I think that’s a very good analyses. And I totally agree that any limit should be generous and way over the twitter limit.
What limit do you think would make things a bit more concise, and encourage people to break comments up by subject, but not stifle debate, which is the very last thing I want to do. It’s a hard trade off, and if we can’t do it right, I would much rather leave it as it is.
I really don’t know what would be a good limit. Some posts are too long with 20 words. Others are too short with a thousand words. I lean towards thinking that the benefits of a limit are nice but not essential, while the potential damage might be significant.
Anyway, there’s an automatic motivation towards limiting lenght, even without an absolute limit. Writing takes time and effort. If there is a limit, I would probably spend more time in total, editing to keep it inside the limit. I don’t really think that would influence my willingness to spend the time needed, but these things are influenced by emotions more than logic. What I think I’ll do isn’t necessarily what I’ll actually do. As you know, no person ever born was in control of their emotions. Especially not those who think they are. 🙂
Perhaps, rather than a limit, some sort of extra input on length could help giving awareness to the writer that novel level is approaching? Perhaps some progress bar? Or the text turning red? Or the letters becoming gradually smaller to illustrate that it’s also harder to read for others? 🙂 Maybe displaying the current number of words and a comparison to the average or the desired length could be a useful reminder?
Interesting suggestions and observations. I love the font getting smaller and smaller! Unfortunately, the only thing I can actually do is a character count down that goes red when it gets near the limit.

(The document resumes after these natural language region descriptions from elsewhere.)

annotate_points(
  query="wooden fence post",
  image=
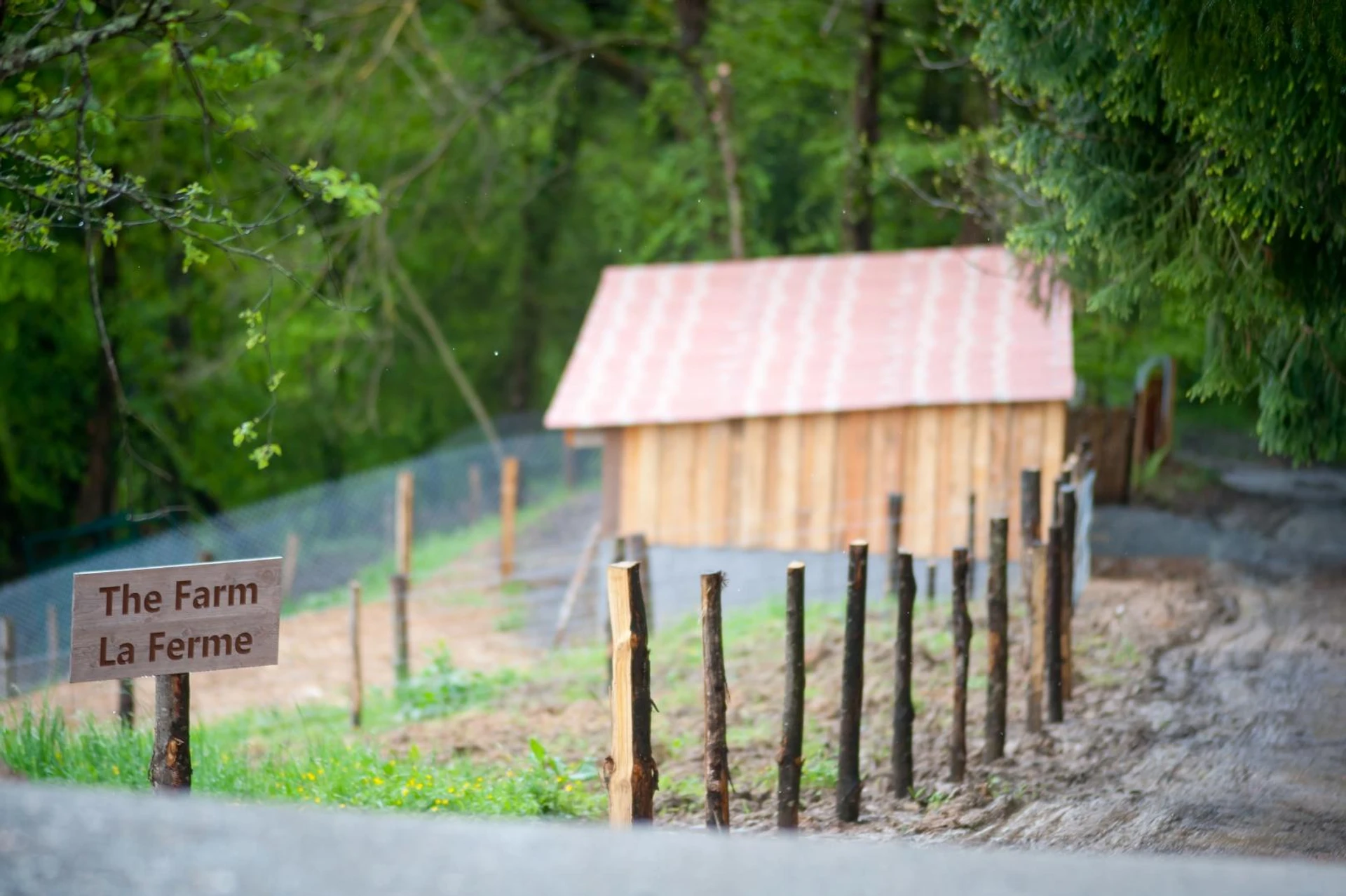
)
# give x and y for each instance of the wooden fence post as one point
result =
(170, 763)
(852, 685)
(403, 531)
(618, 557)
(904, 711)
(961, 645)
(288, 564)
(791, 759)
(639, 550)
(894, 543)
(474, 493)
(357, 681)
(509, 501)
(569, 459)
(1037, 630)
(53, 642)
(998, 642)
(1052, 632)
(716, 691)
(402, 649)
(8, 658)
(127, 702)
(632, 774)
(1069, 517)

Is it possible to have the character counter that turns red, as you mention, but still have no hard limit? The number would only be info that it’s getting longer than recommendable, while those needing a longer format can pretend to not see it and keep writing. I think many, myself included, might be influenced by that recommendation.
Most anythings possible with coding but given how slow I am at it, I don’t think it’s worth my time to implement anything other than what’s already available in the software with options, particularly given that I don’t perceive this as a big problem.
I vote for no limit on comment length.
Please do NOT limit comment length. The quality of the comments here are such that restricting comment length would be a huge disservice to your subscribers IMO.
No immediate plans, but I’m not sure it’s that cut and dried. Stein makes some good points for the idea if properly implemented with a generous limit, and I myself live under a word length restriction (enforced by my editor) which is undoubtably good for my writing.
“I apologize for such a long letter – I didn’t have time to write a short one.” Mark Twain.
A vote for long format here.
I find a lot of very useful titbits in the comments. I think the site would be the less for it if a short format in comments was enforced. If one doesn’t want to read a long post, then dont and move on.
There is much wisdom in the comments, would hate to lose it.
We have no intention of going over to short form like twitter, so any limit would be generous and there would be nothing to stop a second or third comment, which might work well for comments that are now so long because they cover multiple subjects that people tend to skip over them.
Anyway, just an item for thought at the moment.